DIBAF Department, University of Tuscia, 01100 Viterbo, Italy.
School of Engineering, University of Basilicata, Viale dell'Ateneo Lucano 10, 85100 Potenza, Italy.
Int J Environ Res Public Health. 2024 Jul 2;21(7):867. doi: 10.3390/ijerph21070867.
Several studies suggest that environmental and climatic factors are linked to the risk of mortality due to cardiovascular and respiratory diseases; however, it is still unclear which are the most influential ones. This study sheds light on the potentiality of a data-driven statistical approach by providing a case study analysis.
Daily admissions to the emergency room for cardiovascular and respiratory diseases are jointly analyzed with daily environmental and climatic parameter values (temperature, atmospheric pressure, relative humidity, carbon monoxide, ozone, particulate matter, and nitrogen dioxide). The Random Forest (RF) model and feature importance measure (FMI) techniques (permutation feature importance (PFI), Shapley Additive exPlanations (SHAP) feature importance, and the derivative-based importance measure (κALE)) are applied for discriminating the role of each environmental and climatic parameter. Data are pre-processed to remove trend and seasonal behavior using the Seasonal Trend Decomposition (STL) method and preliminary analyzed to avoid redundancy of information.
The RF performance is encouraging, being able to predict cardiovascular and respiratory disease admissions with a mean absolute relative error of 0.04 and 0.05 cases per day, respectively. Feature importance measures discriminate parameter behaviors providing importance rankings. Indeed, only three parameters (temperature, atmospheric pressure, and carbon monoxide) were responsible for most of the total prediction accuracy.
Data-driven and statistical tools, like the feature importance measure, are promising for discriminating the role of environmental and climatic factors in predicting the risk related to cardiovascular and respiratory diseases. Our results reveal the potential of employing these tools in public health policy applications for the development of early warning systems that address health risks associated with climate change, and improving disease prevention strategies.
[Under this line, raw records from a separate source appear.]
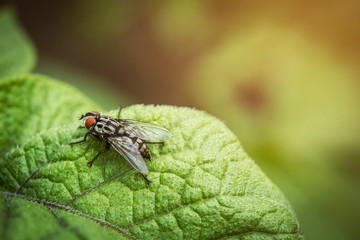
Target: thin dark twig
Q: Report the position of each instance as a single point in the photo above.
(67, 209)
(30, 177)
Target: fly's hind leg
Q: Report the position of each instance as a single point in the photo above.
(107, 147)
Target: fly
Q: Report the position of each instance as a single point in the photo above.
(128, 137)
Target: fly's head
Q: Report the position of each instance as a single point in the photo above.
(90, 119)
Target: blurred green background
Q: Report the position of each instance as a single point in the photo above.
(283, 76)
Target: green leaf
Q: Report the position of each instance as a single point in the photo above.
(27, 218)
(32, 103)
(204, 186)
(17, 52)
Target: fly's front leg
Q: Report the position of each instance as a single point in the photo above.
(84, 140)
(107, 147)
(120, 108)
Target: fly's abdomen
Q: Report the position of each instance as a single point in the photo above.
(106, 126)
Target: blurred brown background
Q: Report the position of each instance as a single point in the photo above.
(284, 77)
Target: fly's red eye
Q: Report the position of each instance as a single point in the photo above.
(89, 122)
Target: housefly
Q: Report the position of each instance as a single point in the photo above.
(128, 137)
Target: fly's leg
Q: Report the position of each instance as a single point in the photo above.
(120, 108)
(148, 182)
(162, 143)
(96, 137)
(107, 147)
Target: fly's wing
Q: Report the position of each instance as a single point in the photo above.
(127, 149)
(146, 131)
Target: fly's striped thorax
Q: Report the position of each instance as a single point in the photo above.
(106, 126)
多项研究表明,环境和气候因素与心血管和呼吸系统疾病导致的死亡率有关;然而,哪些因素影响最大仍不清楚。本研究通过案例分析,为数据驱动的统计方法提供了一些启示。
对心血管和呼吸系统疾病的急诊每日入院人数与每日环境和气候参数值(温度、大气压、相对湿度、一氧化碳、臭氧、颗粒物和二氧化氮)进行联合分析。随机森林(RF)模型和特征重要性度量(FMI)技术(排列特征重要性(PFI)、Shapley 可加解释(SHAP)特征重要性和基于导数的重要性度量(κALE))用于区分每个环境和气候参数的作用。使用季节性趋势分解(STL)方法对数据进行预处理以去除趋势和季节性行为,并进行初步分析以避免信息冗余。
RF 的性能令人鼓舞,能够分别以 0.04 和 0.05 例/天的平均绝对相对误差预测心血管和呼吸系统疾病的入院人数。特征重要性度量可区分参数行为,提供重要性排名。事实上,只有三个参数(温度、大气压和一氧化碳)对总预测精度的贡献最大。
数据驱动和统计工具,如特征重要性度量,在区分环境和气候因素在预测与心血管和呼吸系统疾病相关的风险方面具有很大的潜力。我们的结果表明,这些工具可用于公共卫生政策应用,以开发应对气候变化相关健康风险的早期预警系统,并改进疾病预防策略。